Segundo a organização, “esta iniciativa tem vindo a obter cada vez maior dimensão atraindo à Freineda, ao concelho de Almeida e ao distrito da Guarda centenas de visitantes vindos de vários pontos de Portugal e Espanha”.
Cada vez me apercebo mais que a região das Beiras está desvalorizada aos olhos do público em geral em termos gastronómicos, é tão rica em tesouros gastronómicos, como é o caso do bucho da região raiana do Sabugal e da Guarda, que considero superior ao butelo transmontano. Houve recentemente um grande esforço na divulgação do butelo, mas esta conduziu à comercialização de peças mal curadas e mal confecionadas. Desta forma, divulgava-se um produto inferior (ainda que artesanal) com efeito nocivo.
O bucho das Beiras também é primo de outros butielos do lado de lá da fronteira, todos eles exemplos do aproveitamento total do porquinho.
O bucho é feito a partir do estômago, palaio (intestino grosso) ou bexiga do reco (bem lavados e esfregados com casca de laranja), e recheado com as sobras dos enchidos nobres, sobretudo da cabeça, sendo bem visível a orelha. Todos os pedacinhos de carne que ficaram agarrados aos ossos, à cabeça, à costelas, ao rabo, etc. são temperados em vinha d’alhos com colorau, que não deve ser excessivo, embora a tendência seja para o excesso. O que estraga muitas vezes os enchidos é a teimosia em continuar a confecioná-los como soía fazer-se há muitos anos, quando o seu propósito era a conservação de carnes que de outra forma apodreceriam. Precisamos de nos lembrar de que o propósito dos enchidos atualmente é o prazer para o palato, pelo que devemos esquecer demasiados temperos, nomeadamente sal e colorau, e demasiada fumagem. Fumagens abruptas, com lumes muito fortes, conduzem a maus enchidos, com o exterior enegrecido e o interior mal curado.
Costumam comer-se no Carnaval, O Entrudo, em especial no Domingo Gordo, hoje, são um prato para todo o Inverno que se tornou um ícone nas regiões onde são confecionados artesanalmente.
No dia em que se enchem os buchos, é costume fazer a “prova”. Enquanto se trabalha, vão-se fritando numa frigideira ou assando nas brasas da lareira pequenas porções das carnes já temperadas. Estas carnes de alguidar são sempre cheias de sabor e consolam quem as come.

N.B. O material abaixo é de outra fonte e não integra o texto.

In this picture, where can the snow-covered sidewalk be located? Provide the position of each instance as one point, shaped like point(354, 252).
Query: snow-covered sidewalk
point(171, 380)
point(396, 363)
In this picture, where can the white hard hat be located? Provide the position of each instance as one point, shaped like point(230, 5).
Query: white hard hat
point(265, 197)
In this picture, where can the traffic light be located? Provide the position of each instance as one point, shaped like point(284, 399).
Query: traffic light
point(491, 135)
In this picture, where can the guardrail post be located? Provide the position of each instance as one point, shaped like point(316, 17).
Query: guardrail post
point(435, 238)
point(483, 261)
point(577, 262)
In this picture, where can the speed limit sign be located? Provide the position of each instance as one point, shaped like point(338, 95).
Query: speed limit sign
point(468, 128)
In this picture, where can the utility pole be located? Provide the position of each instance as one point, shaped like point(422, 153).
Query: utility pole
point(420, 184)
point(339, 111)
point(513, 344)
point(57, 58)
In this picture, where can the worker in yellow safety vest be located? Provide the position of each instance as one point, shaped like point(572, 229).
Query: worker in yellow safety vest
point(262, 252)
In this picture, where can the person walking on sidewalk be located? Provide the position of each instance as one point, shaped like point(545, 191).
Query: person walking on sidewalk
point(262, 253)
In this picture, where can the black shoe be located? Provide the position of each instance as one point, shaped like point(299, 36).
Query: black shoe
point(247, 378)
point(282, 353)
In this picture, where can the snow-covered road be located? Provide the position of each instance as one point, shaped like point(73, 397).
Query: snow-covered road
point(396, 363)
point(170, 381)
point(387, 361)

Os buchos têm outra particularidade: são cozidos no interior de pequenos sacos de pano branco (tradicionalmente de linho) ou bem envolvidos em panos, para que não se desmanchem. A fervura deve ser muito branda e o tempo de cozedura dilatado (cerca de 3 horas). O clássico acompanhamento são os grelos de nabo(por serem da estação) e as batatas cozidas. Usa-se também acompanhá-lo com outros enchidos. Porém, não é nenhum crime de lesa-pátria comerem-se com outros acompanhamentos. Fala-se por vezes da heresia que é acompanhar as alheiras com batatas fritas e ovo estrelado. No meu entender, cada um acompanha com o que quiser e gostar. Já ouvi este tipo de observações da boca de chefs que desconstroem os produtos e as receitas tradicionais como bem lhes apetece, mas que se enchem de pruridos perante a coexistência de uma alheira e de uma batata frita. São estas regras rígidas, que frequentemente provêm apenas da coexistência dos produtos na mesma escala temporal, que podem acabar por matar os próprios produtos que queremos preservar.
Outra especialidade que se faz com o bucho é a sopa. Mas lembre-se de que o bucho pode servir de recheio a uma boa sanduíche (é uma verdadeira delícia), aos croquetes, empadas ou outros pastéis. Ou nuns tacos e burritos. O céu é o limite quando falamos de bucho.